HDFS behavior on a large number of small files and a block size of 128 MB
I have many (up to hundreds of thousands) small files, each 10-100 KB. I have an HDFS block size of 128 MB. I have a replication factor of 1.
Are there any disadvantages to allocating an HDFS block for a small file?
I've seen some rather conflicting answers:
- The answer that says the smallest file takes up the whole block
- An answer that said HDFS is smart enough and a small file will accept small_file_size + 300 bytes of metadata
I did a test like in this answer and it proves that the second option is correct - HDFS doesn't allocate the entire block for small files.
But what about batch reading 10,000 small files from HDFS? Will it slow down due to 10,000 blocks and metadata? Is there a reason to keep multiple small files in one block?
Update: my use case
I only have one use case for small files, 1,000 to 500,000. I figured out these files once, saved them and read them all at once.
1) As far as I understand, the NameNode namespace issue is not an issue for me. 500,000 is the absolute maximum, I will never have more. If each small file is 150 bytes per NN, then for me the absolute maximum is 71.52 MB, which is acceptable.

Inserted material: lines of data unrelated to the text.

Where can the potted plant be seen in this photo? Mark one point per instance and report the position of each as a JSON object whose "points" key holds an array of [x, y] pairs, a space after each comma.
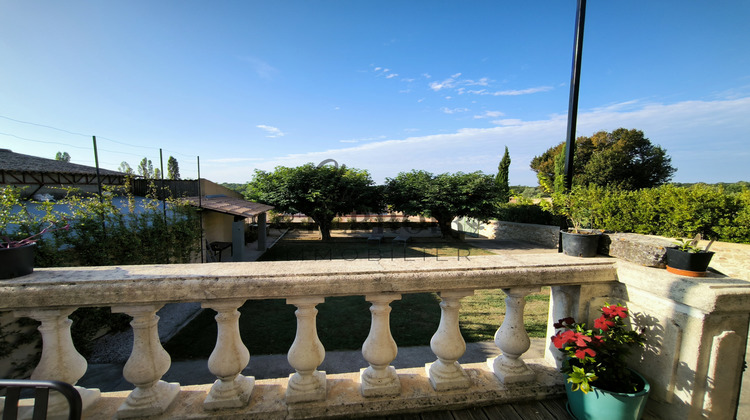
{"points": [[687, 259], [17, 256], [599, 383], [576, 241]]}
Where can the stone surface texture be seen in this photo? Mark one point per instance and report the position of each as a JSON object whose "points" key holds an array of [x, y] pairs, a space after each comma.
{"points": [[697, 328]]}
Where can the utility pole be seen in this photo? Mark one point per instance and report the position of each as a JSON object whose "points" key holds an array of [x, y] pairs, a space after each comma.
{"points": [[575, 79]]}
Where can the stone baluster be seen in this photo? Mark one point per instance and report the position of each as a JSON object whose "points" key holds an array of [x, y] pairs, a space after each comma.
{"points": [[379, 349], [306, 354], [230, 356], [511, 338], [448, 345], [60, 360], [148, 362]]}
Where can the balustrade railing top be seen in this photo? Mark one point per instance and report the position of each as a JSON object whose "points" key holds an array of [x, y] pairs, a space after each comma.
{"points": [[105, 286], [51, 295]]}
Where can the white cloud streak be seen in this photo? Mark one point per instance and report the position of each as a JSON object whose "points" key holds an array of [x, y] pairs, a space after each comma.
{"points": [[272, 132], [684, 129]]}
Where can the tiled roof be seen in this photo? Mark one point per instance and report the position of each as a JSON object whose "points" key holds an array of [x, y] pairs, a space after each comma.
{"points": [[17, 162], [230, 205]]}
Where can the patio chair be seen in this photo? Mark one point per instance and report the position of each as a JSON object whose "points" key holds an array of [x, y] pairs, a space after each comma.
{"points": [[41, 389]]}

2) Does Apache Spark fix the MapReduce issue? Will the sequence or HAR files help me solve the problem? As I understand it, Spark should not depend on Hadoop MR, but it is still too slow. 490 files take 38 seconds to read, 3420 files take 266 seconds.
sparkSession
.read()
.parquet(pathsToSmallFilesCollection)
.as(Encoders.kryo(SmallFileWrapper.class))
.coalesce(numPartitions);
source to share
As you may have noticed, the HDFS file does not take up more space than it needs, but there are other drawbacks to having small files in an HDFS cluster. Open problems first without taking dosing into account:
- Memory consumption NameNode (NN). I don't know about Hadoop 3 (which is currently under development), but in previous versions, NN is the only point of failure (you can add a secondary NN, but it won't replace or improve on the primary NN at the end). NN is responsible for keeping the file system structure in memory and on disk and has limited resources. Each entry in a file system object supported by NN counts as 150 bytes ( check out this blog post ). More files = more RAM consumed by NN.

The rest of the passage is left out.